Service mode: This makes it possible for you to run Baton in your own infrastructure or on-prem systems, continuously syncing identity and permissions data and orchestrating access changes.
Provisioning support: Almost like a next-gen SCIM, provisioning in Baton lets you make access and fine grained permissions changes back to applications via API calls.
More integrations: Tons of additional integrations including Jamf, Active Directory, Box, Duo, MySQL, Postgres, Zoom, Slack, and so many more.
Baton is the glue that connects an identity security control plane to your environment. We have been hard at work expanding Baton to ensure that any application, homegrown, backoffice, SaaS, you name it, can connect seamlessly to ConductorOne. Baton makes your journey to least privilege possible and we couldn’t be more proud of the continuous evolution of the project.
Learn more about Baton and how it has evolved on theblog post written by our CTO, Paul Querna.
Summary / TLDR
Launch week was chock full of new releases and here are the greatest hits.
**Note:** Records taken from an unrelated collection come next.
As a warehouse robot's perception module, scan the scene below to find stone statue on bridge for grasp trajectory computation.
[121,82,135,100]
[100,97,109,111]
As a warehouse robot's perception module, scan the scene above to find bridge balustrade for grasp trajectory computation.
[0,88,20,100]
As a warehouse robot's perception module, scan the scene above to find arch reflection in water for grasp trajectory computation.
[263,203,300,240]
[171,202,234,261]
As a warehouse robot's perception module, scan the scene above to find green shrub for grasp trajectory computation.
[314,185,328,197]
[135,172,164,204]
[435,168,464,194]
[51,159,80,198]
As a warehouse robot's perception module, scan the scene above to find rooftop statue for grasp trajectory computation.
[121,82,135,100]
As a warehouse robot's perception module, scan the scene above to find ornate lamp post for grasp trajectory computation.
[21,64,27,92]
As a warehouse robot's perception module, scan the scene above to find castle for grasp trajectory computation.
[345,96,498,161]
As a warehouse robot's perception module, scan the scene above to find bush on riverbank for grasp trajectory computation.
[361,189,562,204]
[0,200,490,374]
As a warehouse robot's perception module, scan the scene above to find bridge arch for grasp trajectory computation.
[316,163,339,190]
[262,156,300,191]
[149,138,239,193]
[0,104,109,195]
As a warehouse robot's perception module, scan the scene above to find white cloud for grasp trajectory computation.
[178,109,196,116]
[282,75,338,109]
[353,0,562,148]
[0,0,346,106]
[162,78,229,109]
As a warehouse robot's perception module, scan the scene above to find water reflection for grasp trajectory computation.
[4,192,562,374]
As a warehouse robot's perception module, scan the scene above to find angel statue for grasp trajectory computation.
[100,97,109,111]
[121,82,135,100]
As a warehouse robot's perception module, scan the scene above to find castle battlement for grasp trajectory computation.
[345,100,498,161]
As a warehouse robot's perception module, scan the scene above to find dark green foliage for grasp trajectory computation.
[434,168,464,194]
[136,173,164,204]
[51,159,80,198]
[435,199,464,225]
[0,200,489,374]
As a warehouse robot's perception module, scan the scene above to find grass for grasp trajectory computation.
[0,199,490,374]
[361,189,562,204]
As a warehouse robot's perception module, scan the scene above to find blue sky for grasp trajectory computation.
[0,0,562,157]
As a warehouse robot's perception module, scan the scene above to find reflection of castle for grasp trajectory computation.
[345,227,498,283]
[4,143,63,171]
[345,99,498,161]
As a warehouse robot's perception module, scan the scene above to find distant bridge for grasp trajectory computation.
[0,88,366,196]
Announcing Hybrid Infrastructure Support: ConductorOne supports hybrid infrastructure with a new series of connectors, including LDAP and Active Directory, that connect to all of your self hosted infrastructure.
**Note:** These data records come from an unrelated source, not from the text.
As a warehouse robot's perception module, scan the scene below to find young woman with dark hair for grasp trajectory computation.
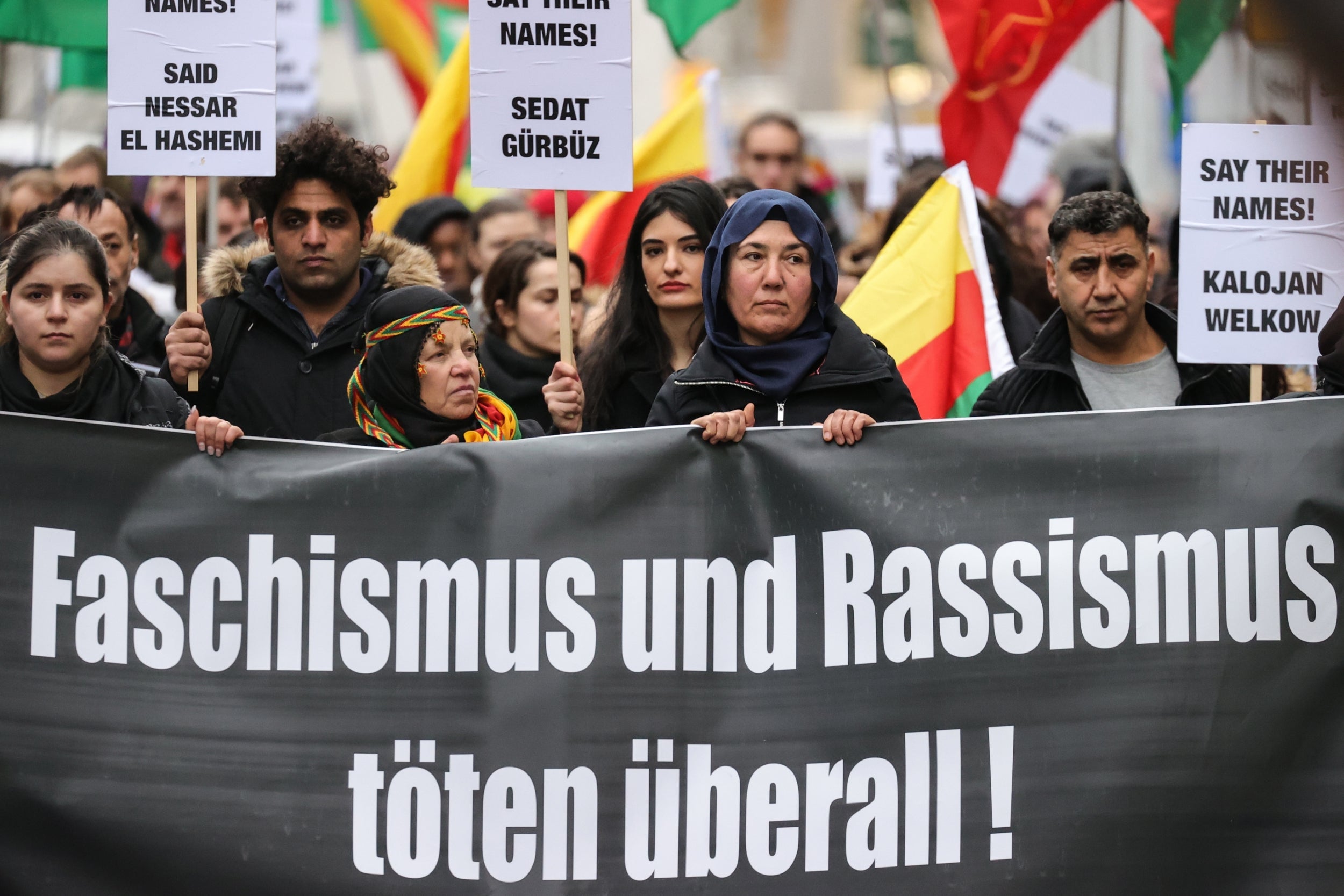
[0,218,242,455]
[580,177,727,431]
[481,239,588,433]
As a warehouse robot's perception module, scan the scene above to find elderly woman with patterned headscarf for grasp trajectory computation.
[321,286,583,449]
[648,189,919,445]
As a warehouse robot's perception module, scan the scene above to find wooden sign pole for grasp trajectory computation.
[183,175,201,392]
[555,189,574,365]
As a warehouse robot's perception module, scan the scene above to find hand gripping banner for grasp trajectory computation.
[0,399,1344,896]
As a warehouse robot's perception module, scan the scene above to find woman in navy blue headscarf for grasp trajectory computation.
[648,189,919,445]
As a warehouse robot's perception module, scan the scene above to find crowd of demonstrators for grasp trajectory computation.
[580,177,726,431]
[973,192,1250,417]
[163,121,440,439]
[648,189,919,445]
[738,111,843,252]
[480,239,588,433]
[392,196,472,294]
[46,187,168,371]
[321,286,554,450]
[0,215,242,455]
[53,146,108,189]
[208,177,257,246]
[468,195,542,333]
[0,113,1312,453]
[0,168,61,236]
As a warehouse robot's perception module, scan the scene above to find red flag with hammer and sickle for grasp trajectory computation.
[934,0,1113,193]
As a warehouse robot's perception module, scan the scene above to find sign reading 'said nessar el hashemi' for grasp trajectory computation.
[470,0,634,191]
[1179,125,1344,364]
[108,0,276,176]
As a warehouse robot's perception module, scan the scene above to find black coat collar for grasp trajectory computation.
[1018,302,1217,390]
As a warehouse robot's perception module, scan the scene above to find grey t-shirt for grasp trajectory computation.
[1071,348,1180,411]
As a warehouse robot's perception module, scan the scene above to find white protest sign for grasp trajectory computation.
[863,122,942,211]
[1177,125,1344,364]
[276,0,321,134]
[999,66,1116,205]
[108,0,276,175]
[470,0,634,191]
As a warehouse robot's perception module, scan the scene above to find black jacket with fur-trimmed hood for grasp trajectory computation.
[163,234,440,439]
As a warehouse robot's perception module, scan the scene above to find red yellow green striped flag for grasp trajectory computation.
[1134,0,1242,134]
[374,35,472,232]
[570,70,730,286]
[844,162,1013,420]
[356,0,467,106]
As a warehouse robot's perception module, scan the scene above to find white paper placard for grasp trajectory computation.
[470,0,634,191]
[276,0,321,134]
[1177,125,1344,364]
[108,0,276,176]
[863,122,942,211]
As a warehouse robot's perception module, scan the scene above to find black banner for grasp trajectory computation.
[0,399,1344,896]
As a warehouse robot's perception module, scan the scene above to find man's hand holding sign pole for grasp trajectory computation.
[108,0,276,392]
[470,0,634,364]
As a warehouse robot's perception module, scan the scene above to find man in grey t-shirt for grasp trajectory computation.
[1070,348,1180,411]
[972,192,1250,417]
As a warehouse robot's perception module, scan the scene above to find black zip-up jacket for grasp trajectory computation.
[480,331,561,428]
[108,288,168,367]
[970,302,1252,417]
[645,307,919,426]
[161,234,440,439]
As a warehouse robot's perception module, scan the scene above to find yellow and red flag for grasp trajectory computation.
[374,35,472,232]
[359,0,467,106]
[570,71,728,285]
[843,162,1013,420]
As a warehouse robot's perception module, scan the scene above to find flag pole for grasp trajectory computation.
[183,175,201,392]
[1252,118,1268,402]
[868,0,909,170]
[555,189,574,367]
[1110,0,1125,191]
[206,175,219,248]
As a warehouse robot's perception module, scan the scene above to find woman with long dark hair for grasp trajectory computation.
[580,177,727,431]
[0,218,244,455]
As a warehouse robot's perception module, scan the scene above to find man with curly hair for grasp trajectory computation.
[163,119,440,439]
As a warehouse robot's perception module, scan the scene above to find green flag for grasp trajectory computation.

How HashiCorp Achieved Least Privilege Through Just-in-Time Access with Will Bengtson: Will Bengtson, security researcher, angel investor, and current lead of the Security Engineering team at HashiCorp, dives into the world of security engineering and cloud privilege access management with our CEO and host of All Aboard, Alex Bovee.
Announcing Cloud Privileged Access Management: Our new solution, CPAM, makes it easy for security engineering and IT teams to manage permissions and enforce policies for cloud infrastructure accounts in AWS, GCP, Azure, Snowflake, and more without getting in the way of productivity.
Baton: The Open Source Fabric Powering Identity Security: Baton has evolved with ConductorOne through adding service mode, provisioning support, and numerous more integrations that connect an identity security control plane to your environment.
What’s coming next?
ConductorOne will be attending both BSides on August 8th and 9th and BlackHat on August 9th and 10th. Come say hi and chat least privilege and just-in-time access with the C1rew!
Thank you to everyone who tuned in to learn about all of the new things we have released. We are all so proud to show the world our Cloud PAM solution and to get started with all of you.